ロール権限を使うと、管理者はセキュリティプロファイルに影響を及ぼすことなく特定のユーザに権限を割り当てることができるため、アクセスコントロールに差分アプローチが可能となり、複雑なセキュリティプロファイルの設定と維持の必要性が軽減されます。セキュリティプロファイルは Vault のアクセスコントロールの基礎となり、一方ロール権限は特定の目的または一時的な目的のためにレイヤを追加することができます。これは、オブジェクトまたはアプリケーションの権限の異なる組み合わせにアクセスを必要とするさまざまなロールをユーザが経時的に果たす場合に便利です。

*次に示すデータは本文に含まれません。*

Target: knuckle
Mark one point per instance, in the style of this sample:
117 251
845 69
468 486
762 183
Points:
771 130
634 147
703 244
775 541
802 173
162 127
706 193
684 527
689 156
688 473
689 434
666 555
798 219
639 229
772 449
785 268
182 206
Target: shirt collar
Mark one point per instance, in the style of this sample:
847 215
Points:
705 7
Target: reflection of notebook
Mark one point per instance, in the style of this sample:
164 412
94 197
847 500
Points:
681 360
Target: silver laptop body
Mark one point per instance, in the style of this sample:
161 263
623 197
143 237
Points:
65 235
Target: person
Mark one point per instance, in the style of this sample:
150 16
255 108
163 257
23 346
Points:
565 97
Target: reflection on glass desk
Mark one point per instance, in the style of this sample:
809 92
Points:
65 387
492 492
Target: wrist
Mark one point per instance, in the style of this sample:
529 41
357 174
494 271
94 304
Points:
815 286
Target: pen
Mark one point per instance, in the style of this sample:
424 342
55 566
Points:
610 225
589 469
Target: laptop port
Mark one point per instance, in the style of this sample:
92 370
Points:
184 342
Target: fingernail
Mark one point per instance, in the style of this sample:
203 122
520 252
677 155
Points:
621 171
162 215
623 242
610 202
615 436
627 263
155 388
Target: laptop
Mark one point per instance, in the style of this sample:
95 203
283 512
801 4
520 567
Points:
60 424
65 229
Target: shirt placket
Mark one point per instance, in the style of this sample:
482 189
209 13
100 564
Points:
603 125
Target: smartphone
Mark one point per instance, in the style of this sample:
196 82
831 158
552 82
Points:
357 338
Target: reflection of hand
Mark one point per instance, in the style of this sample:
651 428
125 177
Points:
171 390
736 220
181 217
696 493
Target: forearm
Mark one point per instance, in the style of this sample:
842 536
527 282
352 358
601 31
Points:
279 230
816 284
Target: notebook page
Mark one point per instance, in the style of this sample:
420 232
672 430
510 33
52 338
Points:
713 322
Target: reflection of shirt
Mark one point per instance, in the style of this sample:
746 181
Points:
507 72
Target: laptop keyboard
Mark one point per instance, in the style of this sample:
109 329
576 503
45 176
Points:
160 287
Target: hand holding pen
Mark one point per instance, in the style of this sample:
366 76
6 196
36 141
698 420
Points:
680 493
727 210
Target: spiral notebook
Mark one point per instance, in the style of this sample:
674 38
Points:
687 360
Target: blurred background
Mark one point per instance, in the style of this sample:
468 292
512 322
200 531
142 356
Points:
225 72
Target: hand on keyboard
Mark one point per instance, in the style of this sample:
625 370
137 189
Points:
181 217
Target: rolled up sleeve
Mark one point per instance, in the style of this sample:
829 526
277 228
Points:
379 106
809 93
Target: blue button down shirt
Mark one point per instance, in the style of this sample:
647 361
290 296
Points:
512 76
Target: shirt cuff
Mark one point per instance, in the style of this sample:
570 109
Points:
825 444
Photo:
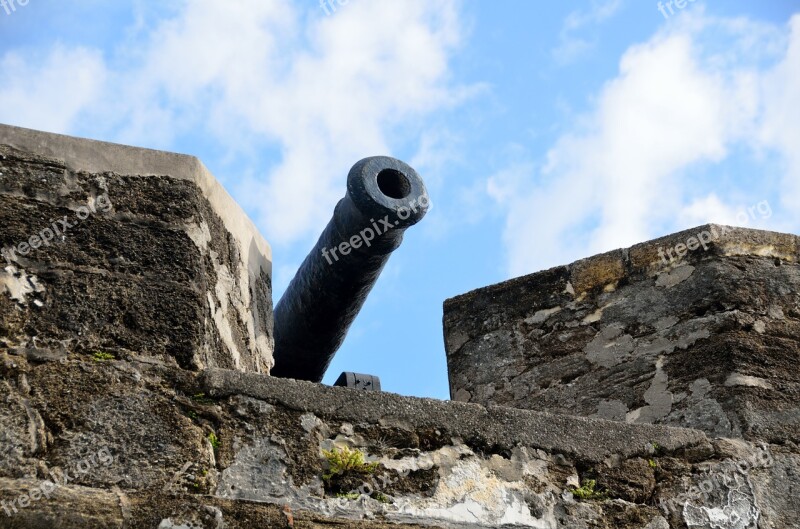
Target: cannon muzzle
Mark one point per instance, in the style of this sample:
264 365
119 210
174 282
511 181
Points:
384 197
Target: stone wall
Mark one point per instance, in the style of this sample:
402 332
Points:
136 442
113 249
708 340
135 345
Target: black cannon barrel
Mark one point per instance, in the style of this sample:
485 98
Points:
384 197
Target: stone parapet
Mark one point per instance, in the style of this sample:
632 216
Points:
109 248
698 329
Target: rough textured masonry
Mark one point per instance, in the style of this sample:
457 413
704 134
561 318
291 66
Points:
135 346
709 341
112 248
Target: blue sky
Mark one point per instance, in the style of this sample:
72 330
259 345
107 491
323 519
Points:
545 131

ロール権限を使用するには、管理者は権限セットをアプリケーションロールレコードと関連付け、それらのアプリケーションロールユーザレコードをユーザロールジョインオブジェクトと結合します。

例: セキュリティプロファイル設定の簡素化

教育訓練およびロールによって、組織のユーザが以下の権限セットのさまざまな組み合わせを必要とすると仮定してください。

  • 完全ユーザアクション
  • 逸脱所有者
  • 監査所有者
  • 変更管理所有者
  • クレーム所有者

この目的は、すべてのプロセスに参加できるユーザ (完全ユーザアクション) と、各自のビジネスフローの新規レコードを開始または作成できるユーザとを区別することにあります。各プロセスにユーザが参加できるように、ただし所有者となっているプロセスしか開始できないようセキュリティプロファイルを考えられるアクセスシナリオごとに設定する場合、ニーズに合わせて 16 件のプロファイルが必要です: 完全ユーザアクションを提供するプロファイル、完全ユーザアクション逸脱所有者を提供する別のプロファイル。このような設定に組み入れたい各追加権限セットが、必要なセキュリティプロファイルの数と複雑さを劇的に増やすことになります。

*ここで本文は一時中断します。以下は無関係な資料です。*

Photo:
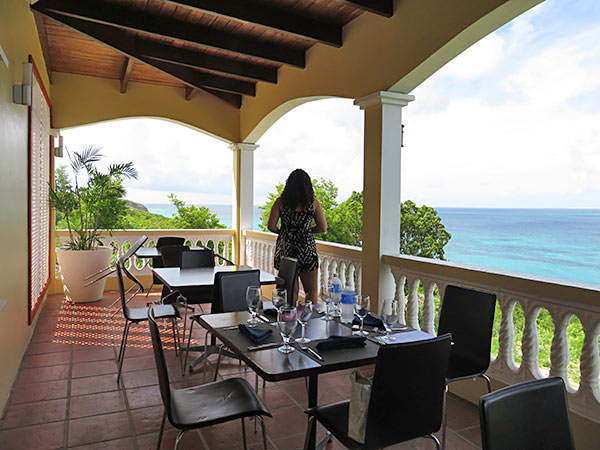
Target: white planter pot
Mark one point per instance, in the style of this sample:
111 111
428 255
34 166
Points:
75 265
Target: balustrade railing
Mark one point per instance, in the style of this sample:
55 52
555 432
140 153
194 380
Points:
343 259
416 280
219 239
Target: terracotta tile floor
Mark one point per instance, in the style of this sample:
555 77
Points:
66 395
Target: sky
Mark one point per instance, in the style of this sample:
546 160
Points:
512 122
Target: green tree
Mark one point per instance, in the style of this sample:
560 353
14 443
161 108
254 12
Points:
422 232
193 216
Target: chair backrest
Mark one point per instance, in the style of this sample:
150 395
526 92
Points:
230 290
161 365
408 390
469 316
169 240
120 269
288 270
198 258
157 260
171 255
533 415
134 248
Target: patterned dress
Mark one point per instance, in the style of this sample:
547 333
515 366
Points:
295 238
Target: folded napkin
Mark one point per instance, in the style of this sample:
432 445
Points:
270 312
256 335
370 321
339 342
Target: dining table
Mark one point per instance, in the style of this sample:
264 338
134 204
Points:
176 278
272 365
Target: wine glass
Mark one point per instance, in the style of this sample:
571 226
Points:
327 300
361 309
304 313
279 297
389 316
287 321
254 300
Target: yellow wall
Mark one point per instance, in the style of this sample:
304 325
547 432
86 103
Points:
18 38
80 100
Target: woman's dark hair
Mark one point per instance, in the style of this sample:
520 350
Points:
298 190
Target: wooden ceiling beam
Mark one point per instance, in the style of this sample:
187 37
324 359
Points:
123 43
384 8
267 16
43 36
192 58
188 93
126 73
134 20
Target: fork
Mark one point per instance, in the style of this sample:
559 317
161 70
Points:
310 350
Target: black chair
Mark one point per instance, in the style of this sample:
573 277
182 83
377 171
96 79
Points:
137 315
229 295
288 271
208 404
529 416
407 397
157 260
469 316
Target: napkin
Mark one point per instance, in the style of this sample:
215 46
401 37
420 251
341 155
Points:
370 321
256 335
339 342
270 312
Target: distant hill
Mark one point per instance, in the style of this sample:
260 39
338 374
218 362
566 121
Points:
135 205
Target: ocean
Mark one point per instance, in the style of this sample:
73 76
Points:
557 243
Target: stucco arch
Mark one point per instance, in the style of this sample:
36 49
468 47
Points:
380 54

セキュリティプロファイルのみを使用する代わりに、ロール権限を使用するとこの設定を大幅に簡素化することができます。この例では、上記の目的を前提として、基本セキュリティプロファイル 1 件と、アプリケーションロール 4 件を作成します:

  • セキュリティプロファイル: 完全ユーザ
  • アプリケーションロール: 逸脱所有者
  • アプリケーションロール: 監査所有者
  • アプリケーションロール: 変更管理所有者
  • アプリケーションロール: クレーム所有者

これですべてのユーザに基本セキュリティプロファイルを割り当て、ユーザが教育訓練を完了、新規ロールを取得、あるいは組織内で独自の新規プロセスに適格となったら、適切なユーザロールユーザレコードに追加することができます。

例: 一時的なアクセス

組織の単一ユーザに一時的に Vault ローダへのアクセス権限が必要であると仮定します。ユーザの標準アクセス権限と Vault ローダの両方を含むカスタムセキュリティプロファイルを作成または修正する代わりに、Vault ローダユーザと呼ばれるアプリケーションロールレコードを作成するだけです。

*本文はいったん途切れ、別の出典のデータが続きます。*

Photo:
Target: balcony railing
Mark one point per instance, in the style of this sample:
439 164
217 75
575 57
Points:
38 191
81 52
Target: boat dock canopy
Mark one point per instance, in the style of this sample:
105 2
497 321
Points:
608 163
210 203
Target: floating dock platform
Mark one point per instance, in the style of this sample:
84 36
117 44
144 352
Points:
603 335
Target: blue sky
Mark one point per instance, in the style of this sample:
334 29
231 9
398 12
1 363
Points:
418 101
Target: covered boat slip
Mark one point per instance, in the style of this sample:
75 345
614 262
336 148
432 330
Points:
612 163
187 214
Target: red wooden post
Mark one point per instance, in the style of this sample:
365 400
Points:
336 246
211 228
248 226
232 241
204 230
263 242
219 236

その後、Vault ローダアクセスの特定の権限セットを新規アプリケーションロールに関連付けて、このロールをユーザに割り当てることができます。この方法によって、セキュリティプロファイルを変更する必要性がなくなります。

ロール権限の設定

お使いの Vault でロール権限の使用を有効化するには以下を行います:

  • ユーザロールオブジェクトの関連オブジェクトセクションユーザオブジェクト詳細ページレイアウトに追加します。
  • ユーザロールアプリケーションロールを管理するユーザに必須権限があることを確認します。ユーザは、自分が持っている権限を超える権限セットを含むユーザロールを割り当てたり削除したりすることはできません。
  • 任意の作業: 管理者 > ユーザおよびグループ > Vault ユーザの範囲外のユーザオブジェクトレコードにアクセスを許可するには、ユーザオブジェクト設定で企業管理者メニューで表示するを選択するか、ユーザカスタムオブジェクトタブを追加します。

アプリケーションロールに権限セットを追加する

ロール権限のアプリケーションロールを活用するには、まずそれを権限セットに関連付ける必要があります。

アプリケーションロールに権限セットを追加するには:

  1. 企業管理者アプリケーションロールオブジェクトレコード、またはカスタムオブジェクトタブに進みます。
  2. 編集をクリックします。
  3. 権限セットの権限セットを選択するか、双眼鏡アイコンをクリックしてレコード検索ダイアログを開きます。
  4. 共有ルールと使用するためにユーザロール設定レコードの作成時にユーザロール関連付けを Vault に強制させる場合、ユーザロールの設定を制限するはいを選択します。ユーザロール規制機能と併せてこの値を使用します。

アプリケーションロールは、ユーザに割り当てられている場合に関連付けられた権限セットを適用します。ユーザが少なくとも同じ権限を持っている場合にのみアプリケーションロールの権限セットを追加または削除することができます。

アプリケーションロールユーザロールレコードが割り当てられている場合、Vault は権限セットまたはステータスフィールド値の変更を許可します。

ユーザにアプリケーションロールを割り当てる

ユーザアプリケーションロールを割り当てるには:

  1. 企業管理者ユーザオブジェクトレコード、またはカスタムオブジェクトタブに進みます。
  2. ユーザロールセクションで追加をクリックします。
  3. ダイアログで 1 つまたは複数のアプリケーションロールを選択します。
  4. OK をクリックします。

追加したアプリケーションロールに関連付けられた権限セットが直ちに有効になります。少なくとも同じ権限を持っている場合にのみ権限セットを含むロールを割り当てる/割り当てを解除することができます。

Vault は、ユーザレコードの有効なユーザロールの数を 15 に制限します。後でユーザロールステータス値を無効に設定した場合、ユーザは関連付けられた権限セットへアクセスできなくなります。

アプリケーションロールレコードの権限セットを追加または削除するには、アプリケーションロールオブジェクトに対する編集権限と、管理者 > セキュリティ > 権限セット > 参照権限がユーザに必要です。

ユーザオブジェクトのユーザロールを追加または削除するには、管理者 > セキュリティ > ユーザ > ユーザオブジェクトの管理権限と、ユーザロールオブジェクトに対する参照作成編集削除権限がユーザに必要です。